Container Nummer Eins widmet sich den sogenannten Schwebstoffen – kleinste Partikelchen von Lehm, Staub und Reifenabrieb. So winzig, dass sie auch der feinste Filter nicht zurückhalten kann. „Deshalb fassen wir sie zu größeren Flocken zusammen – mit Hilfe von Eisensalz und Polyelektrolyten, Stoffen die auch in der Trinkwasser-Aufbereitung eingesetzt werden.“
Die Computersteuerung sorgt automatisch für das richtige Mischungsverhältnis in den Rühr- und Reaktionsbehältern des ersten Containers. Die hier erzeugten Schwebstoff-Flocken werden dann in Container Nummer Zwei mit immer feiner werdenden Filtern aus dem Wasser entfernt.
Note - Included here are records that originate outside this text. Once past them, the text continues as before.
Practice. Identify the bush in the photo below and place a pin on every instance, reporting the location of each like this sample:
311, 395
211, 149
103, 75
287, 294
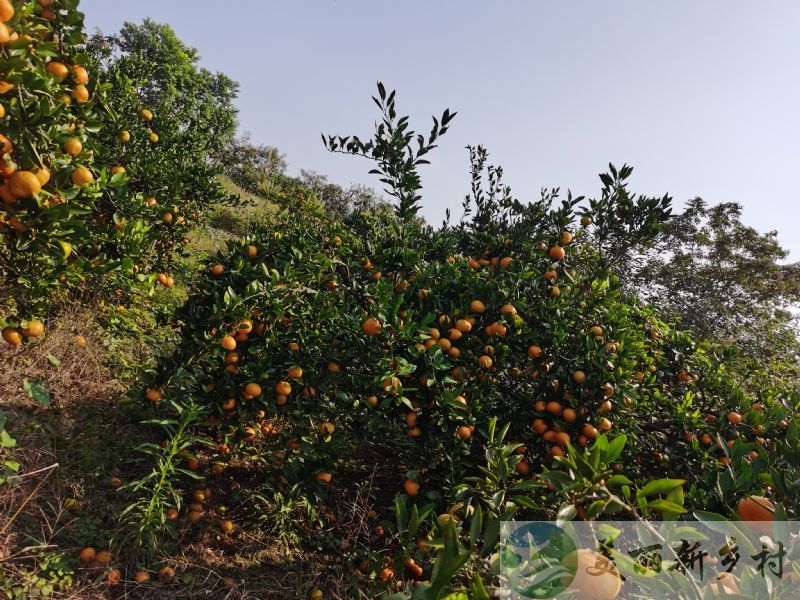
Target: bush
494, 367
Bereits gelöste Schadstoffe wie Öle und Schwermetalle wandern weiter in den dritten Container, wo sie mit Hilfe von Wasseraktivkohlefiltern und speziellen Schwermetall-Absorbern zurückgehalten werden. „Im Anschluss kann das Wasser in die umliegenden Bäche abgeleitet werden, ohne das empfindliche Ökosystem zu belasten“, sagt Martin Cornelsen, der schon als Teenager sein Herz für den Umweltschutz entdeckte. „Wir hoffen, dass andere Alpenländer dem Beispiel Österreichs und der ASFiNAG folgen, damit Autofahrer sicherer unterwegs sein können, ohne den einmaligen Lebensraum der Alpen zu belasten.“ Die ASFiNAG jedenfalls hat die High-Tech-Lösung aus Essen so sehr überzeugt, dass sie inzwischen eine zweite Anlage geordert hat.